Claudia Guerrero y Mayolo López
Agencia Reforma

CIUDAD DE MÉXICO 12-Jul .- Al asumir la dirigencia nacional del PRI, Enrique Ochoa anunció que su partido pedirá la destitución de los gobiernos corruptos emanados del tricolor.
En medio de las acusaciones contra tres gobernadores priistas en funciones, el nuevo líder reconoció que no hay manera de ocultar que la corrupción y la impunidad son algunos de los señalamientos que se atribuyen al tricolor.
“Es inaceptable tapar el sol con un dedo: debemos reaccionar.
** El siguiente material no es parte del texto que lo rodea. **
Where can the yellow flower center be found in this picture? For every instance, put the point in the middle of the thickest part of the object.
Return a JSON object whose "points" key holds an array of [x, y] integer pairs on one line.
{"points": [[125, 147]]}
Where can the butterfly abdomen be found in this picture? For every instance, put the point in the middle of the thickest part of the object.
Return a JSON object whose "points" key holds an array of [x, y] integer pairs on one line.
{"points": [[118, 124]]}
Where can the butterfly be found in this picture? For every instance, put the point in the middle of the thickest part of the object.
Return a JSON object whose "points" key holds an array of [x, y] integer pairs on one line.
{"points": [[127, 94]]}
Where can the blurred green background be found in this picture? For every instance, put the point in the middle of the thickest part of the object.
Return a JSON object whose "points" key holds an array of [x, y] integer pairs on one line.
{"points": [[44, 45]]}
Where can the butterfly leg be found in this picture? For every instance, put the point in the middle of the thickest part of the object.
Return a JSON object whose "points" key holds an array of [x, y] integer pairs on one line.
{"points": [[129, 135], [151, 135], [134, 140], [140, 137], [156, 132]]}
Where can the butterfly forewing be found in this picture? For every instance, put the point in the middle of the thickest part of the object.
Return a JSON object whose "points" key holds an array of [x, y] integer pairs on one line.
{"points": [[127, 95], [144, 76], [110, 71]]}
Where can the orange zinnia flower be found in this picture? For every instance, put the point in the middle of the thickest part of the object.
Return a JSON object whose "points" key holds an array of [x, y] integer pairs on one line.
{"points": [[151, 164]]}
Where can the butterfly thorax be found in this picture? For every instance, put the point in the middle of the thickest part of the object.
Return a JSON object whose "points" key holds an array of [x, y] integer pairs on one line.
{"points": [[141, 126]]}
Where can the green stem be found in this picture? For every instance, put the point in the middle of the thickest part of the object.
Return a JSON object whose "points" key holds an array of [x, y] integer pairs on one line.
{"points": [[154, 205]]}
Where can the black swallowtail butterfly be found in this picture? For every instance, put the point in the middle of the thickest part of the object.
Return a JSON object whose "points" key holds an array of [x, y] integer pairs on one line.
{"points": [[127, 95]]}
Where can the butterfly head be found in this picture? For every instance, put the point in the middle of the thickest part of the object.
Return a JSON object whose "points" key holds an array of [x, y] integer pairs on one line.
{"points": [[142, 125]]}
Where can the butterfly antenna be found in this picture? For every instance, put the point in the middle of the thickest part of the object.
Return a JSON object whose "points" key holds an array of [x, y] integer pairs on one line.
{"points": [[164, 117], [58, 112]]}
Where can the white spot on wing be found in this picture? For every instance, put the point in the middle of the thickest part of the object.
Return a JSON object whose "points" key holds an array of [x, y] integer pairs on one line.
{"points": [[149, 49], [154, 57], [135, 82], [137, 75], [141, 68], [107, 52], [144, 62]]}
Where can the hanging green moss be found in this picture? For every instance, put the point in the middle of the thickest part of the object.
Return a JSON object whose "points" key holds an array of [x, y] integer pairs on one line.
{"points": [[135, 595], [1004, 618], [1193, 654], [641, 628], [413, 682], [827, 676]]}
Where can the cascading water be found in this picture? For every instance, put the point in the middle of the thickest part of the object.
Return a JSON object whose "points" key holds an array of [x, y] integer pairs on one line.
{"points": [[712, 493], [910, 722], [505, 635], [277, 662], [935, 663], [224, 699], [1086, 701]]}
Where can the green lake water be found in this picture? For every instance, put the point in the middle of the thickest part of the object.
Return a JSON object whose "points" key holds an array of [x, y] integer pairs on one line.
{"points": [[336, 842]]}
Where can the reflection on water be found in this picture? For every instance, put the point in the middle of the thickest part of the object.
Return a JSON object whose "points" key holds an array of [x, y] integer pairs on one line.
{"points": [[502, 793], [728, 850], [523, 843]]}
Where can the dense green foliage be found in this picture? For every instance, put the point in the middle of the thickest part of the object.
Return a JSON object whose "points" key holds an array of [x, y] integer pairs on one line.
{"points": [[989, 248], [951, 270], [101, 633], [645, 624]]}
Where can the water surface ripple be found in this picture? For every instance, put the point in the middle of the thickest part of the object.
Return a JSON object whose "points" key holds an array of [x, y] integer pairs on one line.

Tenemos que ser un partido que señale la corrupción de los Gobiernos emanados de nuestras filas, que exija su fiscalización e incluso su destitución”, dijo frente al Consejo Político Nacional que lo eligió como su dirigente hasta agosto del 2019.
Sin la presencia de los mandatarios de Veracruz, Javier Duarte y de Quintana Roo, Roberto Borge, el ex director de CFE sostuvo que cuando un priista se corrompe, no sólo lastima a su partido, sino también a sus militantes y simpatizantes.
“Con la misma firmeza con la que debemos limpiar la casa y contribuir a crear un nuevo Sistema Nacional Anticorrupción, seremos exigentes para señalar y promover el castigo de los actos de corrupción de los otros partidos políticos.
“Sea ese el caso de sus gobernadores en funciones, de los ex gobernadores, candidatos electos o candidatos en competencia. Vigilaremos a los otros partidos por igual”, adelantó.
A pesar de las resistencias del PRI en el Congreso, Ochoa anunció que esta semana presentará su declaración 3de3 para hacer público su patrimonio, intereses y pago de impuestos.